Electric vehicle maker Tesla (NASDAQ: TSLA) saw its Shanghai factory shut down for the better part of the first quarter, with the reduction in production capacity providing a significant headwind for delivery growth.
Investors and analysts have been cutting expectations as a result, but Tesla still managed to miss its delivery forecast for Q2. Namely, the company managed to deliver 254,695 vehicles, which is down 17.9% compared to the Q1 of 2022 when the company delivered 310,048.
“To see their deliveries down 18% in Q2 from Q1, by the way, which was flat; I think it’s a big disappointment. Look, I think objectively, Tesla has lost its product edge. There is a number of competitors out there who have similar or better real-world range. Better interior, similar or better-charging speed, and are just better quality.”
He also added:
“Consumer reports rank Tesla second-to-last in quality, and the British consumer outfit questionnaire says they have among the least reliable car.

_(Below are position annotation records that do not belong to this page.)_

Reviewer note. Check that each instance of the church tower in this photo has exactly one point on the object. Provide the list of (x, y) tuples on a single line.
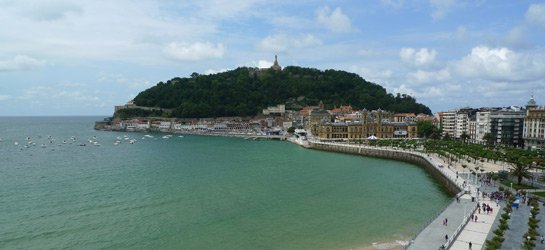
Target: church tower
[(276, 66)]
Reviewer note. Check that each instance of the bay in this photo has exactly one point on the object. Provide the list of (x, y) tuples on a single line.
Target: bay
[(197, 192)]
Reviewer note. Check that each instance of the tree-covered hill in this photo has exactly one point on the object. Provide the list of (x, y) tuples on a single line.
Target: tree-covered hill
[(246, 91)]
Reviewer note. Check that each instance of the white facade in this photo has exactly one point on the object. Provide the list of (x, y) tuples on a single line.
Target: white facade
[(483, 125), (461, 125), (448, 122)]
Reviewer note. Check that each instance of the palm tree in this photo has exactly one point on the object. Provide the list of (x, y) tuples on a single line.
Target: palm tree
[(464, 137), (520, 170)]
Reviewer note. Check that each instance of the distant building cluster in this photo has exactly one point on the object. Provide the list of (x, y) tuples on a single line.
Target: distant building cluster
[(344, 123), (514, 126)]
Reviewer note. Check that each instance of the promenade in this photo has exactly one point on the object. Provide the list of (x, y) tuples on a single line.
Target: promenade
[(459, 231)]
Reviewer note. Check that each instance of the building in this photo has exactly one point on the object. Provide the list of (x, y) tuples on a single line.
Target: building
[(279, 109), (276, 66), (482, 126), (534, 126), (448, 123), (506, 126), (377, 124)]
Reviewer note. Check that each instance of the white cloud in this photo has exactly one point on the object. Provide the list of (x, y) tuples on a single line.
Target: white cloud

So, I think the fact they lost their products quality edge, their deliveries are declining; we’ve talked about their market share in China dropping from 17% to 10%, market share in Europe falling from 30% to 15%. But I think these delivery numbers being down, are a big problem for the bulls.”
TSLA chart and analysis
Meanwhile, TSLA shares are trading in the range of $620 and $755, closing slightly above 20-day Simple Moving Averages (SMAs) in the last session. Trading volumes have declined compared to the highs seen towards the end of June, possibly indicating that the shares might remain range-bound.

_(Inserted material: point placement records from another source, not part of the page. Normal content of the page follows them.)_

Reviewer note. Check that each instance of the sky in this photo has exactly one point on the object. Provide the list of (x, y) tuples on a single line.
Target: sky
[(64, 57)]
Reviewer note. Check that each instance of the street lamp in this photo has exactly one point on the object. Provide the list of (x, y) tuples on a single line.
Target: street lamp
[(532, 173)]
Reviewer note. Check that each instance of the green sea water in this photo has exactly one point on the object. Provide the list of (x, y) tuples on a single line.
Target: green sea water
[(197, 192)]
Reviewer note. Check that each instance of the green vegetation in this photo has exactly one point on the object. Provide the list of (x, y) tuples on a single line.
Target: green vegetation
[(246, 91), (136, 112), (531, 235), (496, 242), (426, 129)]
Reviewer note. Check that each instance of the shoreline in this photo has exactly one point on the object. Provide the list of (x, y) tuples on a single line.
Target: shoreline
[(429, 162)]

On the other hand, analysts rate the shares a moderate buy, with the average next 12 months price predictions at $867.41, 24.06% higher than the current trading price of $699.20.
It seems as if Tesla is being bombarded by bad news week in and week out; yet, the shares are staying range-bound for the moment.

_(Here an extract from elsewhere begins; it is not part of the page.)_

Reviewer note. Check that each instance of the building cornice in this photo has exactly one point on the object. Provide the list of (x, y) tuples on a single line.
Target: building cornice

On the other hand, Gene Munster, Managing Partner at Loupfunds, offered a contrasting view of Tesla during the same interview, indicating that Tesla is a disruptive company that focuses on cars and solar.
“If you take a perspective that this is a disruptive company, that is going to have higher growth rates and a massive addressable market. I think you can get to the point where they can go from $70 billion to $400 billion in revenue over the next 5 years, just remarkable growth. Remember, Tesla does make cars, but it also makes solar, they’re also going to get into HVAC.”
“My point is, no other car company is doing this. So I think to be bound to think about this simply as a car company misses the bigger picture.”
Increased scrutiny of Tesla vehicles and strong competition will bode well for the end-users of the products; however, for shareholders, it may spell trouble if the firm continues to disappoint on its promises.